The stimulation of βARs activates G protein whereas β1AR and β2AR are capable of coupling to Gs to Gi for a CAMP response. During β2AR signaling, AC mediates the hydrolysis of ATP into CAMP and then activates PKA which in turn phosphorylates various intracellular substrates for effective function. Therefore, β1AR stimulation by catecholamines will form Gαs from Gβγ and Gαs that are responsible for the stimulation of AC yielding CAMP. Gβγ activates downstream effectors present in cardiac signaling regulation. The stimulation of β3AR through Gαs activation also increases CAMP and the activation of the PKA. The dysfunction of the AC is favored when the Gi protein is abnormal, and AC increases GRK level. β1 and β2 can activate the G stimulatory (GS) protein effect for AC via signaling through β1AR and β2AR for biological effects. The β1AR can stimulate the heart rate and strengthen myocyte contraction while β2AR chronotropic and chronic stimulation of β1AR produces myocyte hypertrophy and apoptosis while β2AR also promotes cell survival. The β3AR modulate cardiac function and angiogenesis and enhance cardiac contractility, and as a result, β3AR are coupled with Gαi which could prevent overactivation of β1AR and β2AR.

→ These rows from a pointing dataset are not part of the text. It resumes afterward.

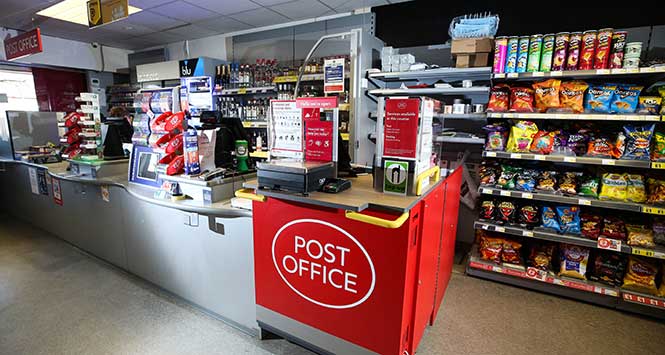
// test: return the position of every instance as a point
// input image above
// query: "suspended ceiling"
(168, 21)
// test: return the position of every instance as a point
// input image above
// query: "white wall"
(211, 47)
(72, 54)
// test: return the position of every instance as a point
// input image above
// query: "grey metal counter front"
(202, 253)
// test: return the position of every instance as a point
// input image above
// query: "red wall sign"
(316, 102)
(318, 141)
(24, 44)
(400, 128)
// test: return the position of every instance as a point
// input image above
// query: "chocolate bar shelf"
(592, 292)
(599, 73)
(431, 91)
(545, 234)
(445, 74)
(568, 159)
(574, 116)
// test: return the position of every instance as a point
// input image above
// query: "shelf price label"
(643, 252)
(653, 210)
(536, 274)
(609, 244)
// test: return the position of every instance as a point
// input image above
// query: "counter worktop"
(61, 171)
(359, 197)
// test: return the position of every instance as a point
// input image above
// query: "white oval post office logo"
(323, 263)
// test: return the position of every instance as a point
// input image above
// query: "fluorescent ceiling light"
(75, 11)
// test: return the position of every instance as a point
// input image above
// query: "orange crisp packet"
(572, 95)
(547, 94)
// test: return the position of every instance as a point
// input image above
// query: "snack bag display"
(569, 219)
(635, 191)
(528, 216)
(521, 136)
(491, 248)
(638, 141)
(507, 178)
(511, 252)
(640, 276)
(613, 187)
(521, 99)
(625, 99)
(543, 142)
(497, 134)
(640, 236)
(658, 148)
(550, 219)
(505, 212)
(568, 183)
(487, 210)
(547, 94)
(499, 99)
(649, 105)
(590, 225)
(547, 181)
(599, 147)
(608, 268)
(589, 186)
(574, 260)
(540, 256)
(656, 190)
(525, 180)
(571, 95)
(614, 228)
(599, 98)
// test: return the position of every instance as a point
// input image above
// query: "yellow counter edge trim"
(250, 195)
(376, 220)
(435, 171)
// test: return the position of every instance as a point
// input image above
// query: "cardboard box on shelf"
(472, 45)
(472, 60)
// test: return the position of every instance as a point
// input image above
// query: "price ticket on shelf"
(609, 244)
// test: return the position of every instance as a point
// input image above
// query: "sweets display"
(591, 49)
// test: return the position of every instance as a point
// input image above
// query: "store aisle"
(55, 300)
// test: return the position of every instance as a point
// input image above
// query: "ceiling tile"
(153, 20)
(260, 17)
(271, 2)
(191, 32)
(184, 11)
(301, 9)
(226, 7)
(223, 25)
(147, 4)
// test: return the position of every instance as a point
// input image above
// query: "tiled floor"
(55, 300)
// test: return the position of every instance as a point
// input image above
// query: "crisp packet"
(625, 99)
(599, 98)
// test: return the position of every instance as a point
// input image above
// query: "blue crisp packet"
(599, 98)
(550, 219)
(569, 219)
(625, 99)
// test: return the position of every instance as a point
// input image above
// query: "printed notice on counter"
(395, 177)
(34, 184)
(333, 75)
(400, 129)
(57, 192)
(319, 141)
(286, 129)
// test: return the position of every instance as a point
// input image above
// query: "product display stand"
(548, 281)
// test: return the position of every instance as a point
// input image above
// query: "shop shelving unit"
(598, 293)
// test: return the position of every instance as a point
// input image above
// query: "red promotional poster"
(311, 114)
(24, 44)
(318, 141)
(400, 131)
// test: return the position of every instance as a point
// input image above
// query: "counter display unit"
(199, 252)
(358, 272)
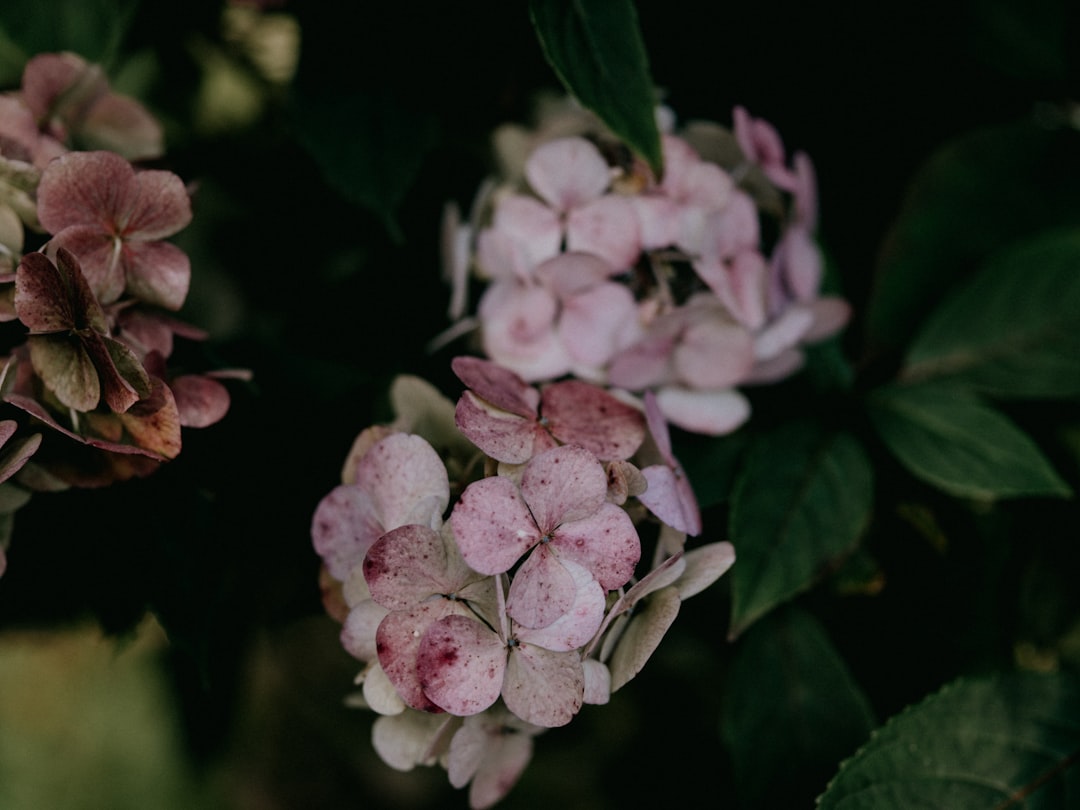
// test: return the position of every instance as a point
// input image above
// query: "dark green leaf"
(800, 503)
(92, 28)
(1014, 328)
(368, 146)
(950, 439)
(973, 197)
(596, 50)
(1009, 741)
(791, 707)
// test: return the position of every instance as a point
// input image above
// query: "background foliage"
(903, 510)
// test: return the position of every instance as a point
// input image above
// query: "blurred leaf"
(711, 463)
(791, 707)
(368, 146)
(86, 724)
(92, 28)
(596, 50)
(1004, 741)
(948, 437)
(800, 502)
(972, 198)
(1025, 39)
(1014, 328)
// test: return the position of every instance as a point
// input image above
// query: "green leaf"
(801, 502)
(792, 707)
(1014, 328)
(972, 198)
(596, 50)
(950, 439)
(368, 146)
(1008, 741)
(92, 28)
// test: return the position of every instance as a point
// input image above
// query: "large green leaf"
(596, 50)
(1014, 328)
(950, 439)
(800, 502)
(792, 707)
(368, 146)
(975, 196)
(1009, 741)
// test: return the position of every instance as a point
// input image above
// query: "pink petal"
(570, 273)
(658, 220)
(783, 333)
(646, 363)
(409, 564)
(343, 527)
(360, 628)
(658, 428)
(460, 665)
(671, 498)
(202, 401)
(517, 329)
(399, 643)
(582, 414)
(493, 525)
(498, 433)
(542, 591)
(530, 225)
(567, 172)
(542, 687)
(608, 228)
(800, 262)
(597, 682)
(498, 386)
(406, 740)
(714, 353)
(831, 314)
(122, 125)
(605, 542)
(703, 567)
(712, 413)
(775, 368)
(86, 188)
(46, 76)
(643, 635)
(563, 484)
(578, 623)
(497, 753)
(161, 208)
(157, 272)
(597, 324)
(406, 480)
(723, 233)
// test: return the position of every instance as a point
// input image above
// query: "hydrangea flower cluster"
(688, 285)
(485, 562)
(85, 270)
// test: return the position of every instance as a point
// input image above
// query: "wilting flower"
(113, 218)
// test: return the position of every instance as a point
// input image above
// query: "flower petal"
(563, 484)
(582, 414)
(542, 591)
(605, 542)
(567, 172)
(461, 664)
(576, 625)
(543, 687)
(493, 525)
(712, 413)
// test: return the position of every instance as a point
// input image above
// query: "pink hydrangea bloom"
(571, 178)
(511, 421)
(113, 218)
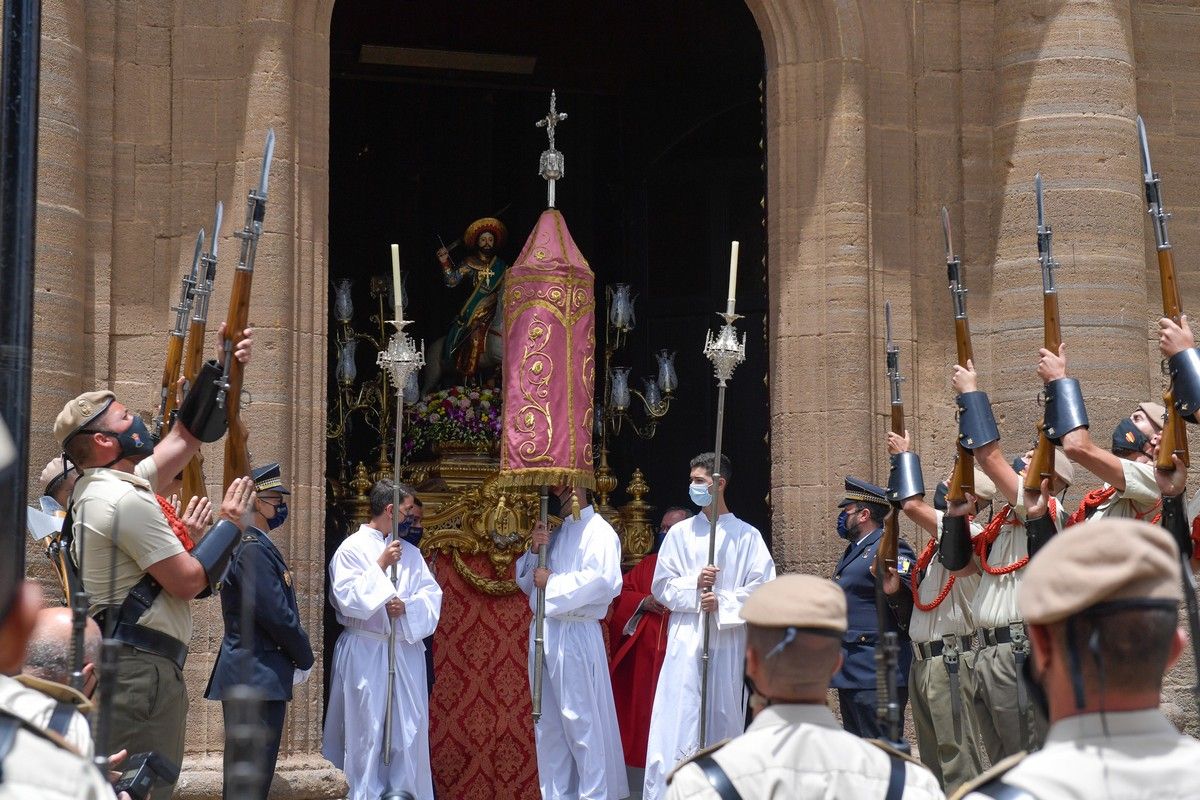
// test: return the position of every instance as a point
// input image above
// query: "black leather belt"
(927, 650)
(994, 636)
(147, 639)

β-Adrenergic signaling in cardiovascular diseases
β1AR and β2AR are expressed and distributed at the cell surface to the detached region which enhances effective signaling to Gαi [38]. All βARs (β1AR, β2AR, and β3AR) are expressed in cardiomyocytes [70]. The G protein is a heterotrimer of α, β, and γ subunits of Gα, Gβ, and Gγ, respectively, and it is inactive when binding to guanosine diphosphate (GDP) but most active while binding to guanosine triphosphate (GTP). The βAR signaling and HF progression resulted due to Gβγ-mediated signaling via desensitizing kinases called GRK2 and phosphoinositide 3-kinase (PI3K) [71, 72]. GRK2 is protective for the cell through incrementing ATP production and promoting mitogenesis [73], and GRK regulates adrenergic responses via a mechanism independent from G protein [24]. Once β2-adrenergic is coupled to downstream excitatory Gαs protein, it will activate AC yielding CAMP, producing inotropic and chronotropic responses that result in cardiac injury and [1]; at the molecular level, the process is derived by receptor phosphorylation via GRKs [29]. This will cause CAMP-mediated PKA activations to Ca2+ mediating cardiac contraction in order to increase the cardiac output [31] and causes ventricular wall motion [70] by activating cardiomyocyte βARs [59].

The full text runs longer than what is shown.